There are three reasons to consider taking an Epsom salt bath prior to bedtime: 

  1. If you do this regularly, you’ll be establishing in your mind the intention of proactively doing a ritual for the purpose of getting restorative sleep.
  1. Warm water is relaxing and may make you drowsy.
  1. The Epsom salt in the bath contains magnesium. One tablespoon of epsom salt has 3.4 grams of magnesium.


Let’s talk about magnesium.

By helping to quiet your nervous system, this mineral may help prepare your body and mind for sleep.

Magnesium activates the parasympathetic nervous system, the system responsible for getting you calm and relaxed. It also regulates the hormone melatonin, which guides sleep-wake cycles in your body.

Magnesium binds to GABA receptors (gamma-aminobutyric acid). GABA is the neurotransmitter responsible for quieting down nerve activity. It’s the same neurotransmitter used by sleep drugs, like Ambien.

If you choose not to bathe with Epsom salts, but want the magnesium, you can take a magnesium supplement. Magnesium can help improve sleep quality in people who have low magnesium levels -- which are many of us --  but it does not have a sedative effect, so you don't need to worry about getting sleepy after taking a magnesium supplement.

The standard dose for magnesium is 200 mg of elemental magnesium, though doses of up to 500 mg can be used. 

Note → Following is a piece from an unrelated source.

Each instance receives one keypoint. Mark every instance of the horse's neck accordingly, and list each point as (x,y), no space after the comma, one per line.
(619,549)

There are several kinds of magnesium. Magnesium oxide is not recommended for supplementation because it is more likely to cause intestinal discomfort and diarrhea, and is known to have less absorption than other forms.

If you take magnesium gluconate, do so with a meal to increase its absorption. Other forms of magnesium can be taken either with food or on an empty stomach. 

6. Take a melatonin supplement

Let’s dig into melatonin a bit more. It’s a hormone that regulates the sleep–wake cycle. It’s primarily released by the pineal gland in your brain. 

As a dietary supplement, melatonin is widely used to enhance sleep, but a key reason to consider using it in the context of COVID-19 is that it inhibits NLRP3 inflammasome activation that I mentioned earlier, and it reduces airway inflammation. 

Melatonin has also been identified as a potential therapeutic drug in computer modeling of the effects of SARS-CoV-2 on human cell expression.

In some countries, you need a prescription for melatonin. In others, like the U.S., melatonin is widely available in stores or online. Take around 1 to 5 mg, 30 to 60 minutes before bed. Time release melatonin capsules may be more effective at sustaining sleep throughout the night.

Start with a low dose to assess your tolerance, and then increase it slowly as needed. Since melatonin may alter brain chemistry, it’s advised that you check with a healthcare provider before use.                                    

Remember to check the Nutraceuticals Guide for more information about melatonin, as well as all of the nutraceuticals I cover. If you’d like more information about melatonin, check out References 9 -- 12 under the References tab above.

7. Optimize your sleep environment

You want your bedroom to be cool, dark and quiet. 

To get complete darkness, I simply use an eye mask.  I find that it’s easier to put on then to go around the bedroom and pull down window shades, which still lets in ambient light from outdoor lights.

For coolness, ensure the windows are open or the blanket is light.

I don’t like earplugs; fortunately, it’s quiet in my neighborhood. If that’s not the case where you live, experiment with them.

In the next lesson, we’ll dive more into how to alleviate stress.

Your Takeaway

The daytime and nighttime rituals add up to 13 things for you to focus on and make a consistent part of your lifestyle. 

Six daytime rituals:

1. Establish a consistent routine 

2. Get morning light

3. Exercise during the day 

4. Take a walk in the woods

5. Don’t use your bed as an escape

6. Avoid caffeine late in the day

Seven nighttime rituals:

1. Minimize mental and emotional stimuli

2. Reduce blue light

3. Set a regular bedtime

4. Reduce stress

5. Take an epsom salt bath

6. Take a melatonin supplement

7. Optimize your sleep environment

That’s a lot of new habits to absorb if you now do very few of them, so to get started, select those you have the least amount of resistance to do. Once those are ingrained into your lifestyle, add the others.